Limitations & Future Work

  • Visible-light synthesis underperforms UNet; the autoencoder presents a bottleneck in reconstructing high-frequency detail, motivating improvements to the autoencoder or the introduction of skip connections.
  • Inference is constrained to region–variable combinations seen during training—while the text-prompt framework is flexible, it cannot generalize to entirely unseen region–variable pairs.
  • Data imbalance: visible-light samples are most abundant (~500K), whereas precipitation and MWBT samples are relatively scarce (~10–20K), potentially biasing training.
  • Only 4 km spatial resolution is explored; synthesis at higher resolutions (e.g., 1 km) has not been investigated.
  • Integration with numerical weather prediction systems (e.g., data assimilation) has not been validated.

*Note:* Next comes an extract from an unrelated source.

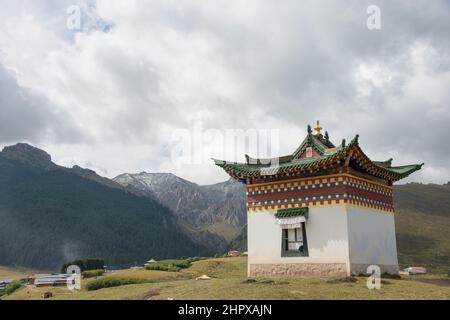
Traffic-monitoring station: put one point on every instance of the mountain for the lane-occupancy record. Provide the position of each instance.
(422, 223)
(51, 214)
(213, 213)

  • vs. WeatherGFM (zhao2024weathergfm): WeatherGFM is also a general-purpose meteorological model but relies on deterministic prediction. SynWeatherDiff's probabilistic framework outperforms WeatherGFM on most tasks, with particularly significant CSI gains in high-value precipitation regions.

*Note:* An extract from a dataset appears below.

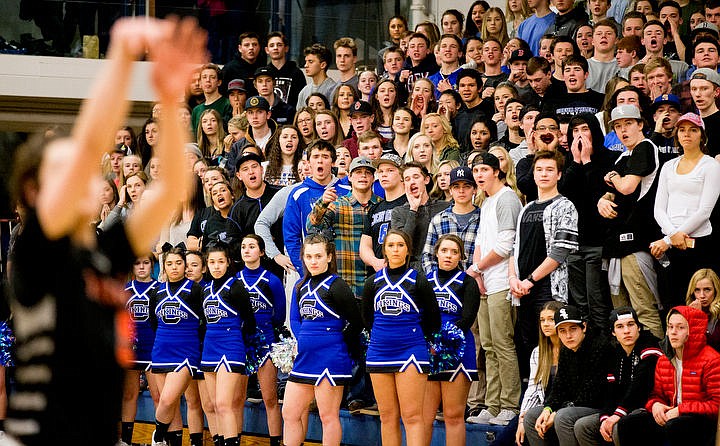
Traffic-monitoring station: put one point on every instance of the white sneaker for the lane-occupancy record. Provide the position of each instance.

  • vs. SRViT (stock2024srvit): SRViT is a task-specific model for VIL/CR synthesis. As a general-purpose model, SynWeatherDiff substantially surpasses it on CONUS CR with an RMSE of 2.820 vs. 3.561.
  • vs. Deep-STEP & TomoPE: Both are task-specific precipitation estimation models. SynWeatherDiff's CSI/15 (0.113) far exceeds Deep-STEP (0.007) and TomoPE (0.036), confirming the advantage of probabilistic models in extreme-value regions.

Rating

  • Novelty: ⭐⭐⭐⭐ The combination of the first multi-region multi-variable meteorological synthesis dataset with a general Diffusion Transformer model is novel; text-prompt-driven task control is a creative contribution.

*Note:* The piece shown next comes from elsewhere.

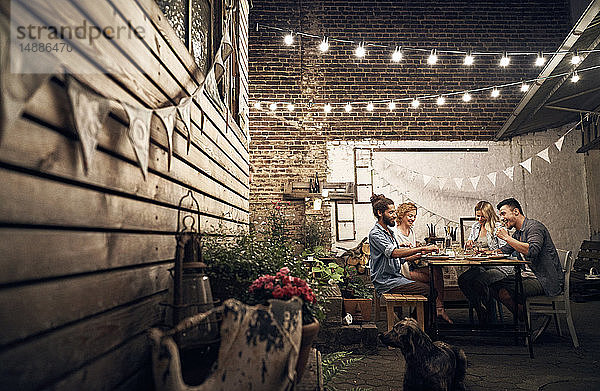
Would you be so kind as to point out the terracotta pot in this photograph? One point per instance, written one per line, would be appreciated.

  • Experimental Thoroughness: ⭐⭐⭐⭐⭐ Six standard tasks + 1 OOD task, 7 baseline comparisons, and complete ablations over sampling ratios and input channels.
  • Writing Quality: ⭐⭐⭐⭐ Dataset construction is described in detail, experimental analysis is thorough, and the paper is well-structured.
  • Value: ⭐⭐⭐⭐⭐ The dataset-plus-baseline combination provides an important contribution to the meteorological AI community; probabilistic generation has direct application value for extreme weather warning systems.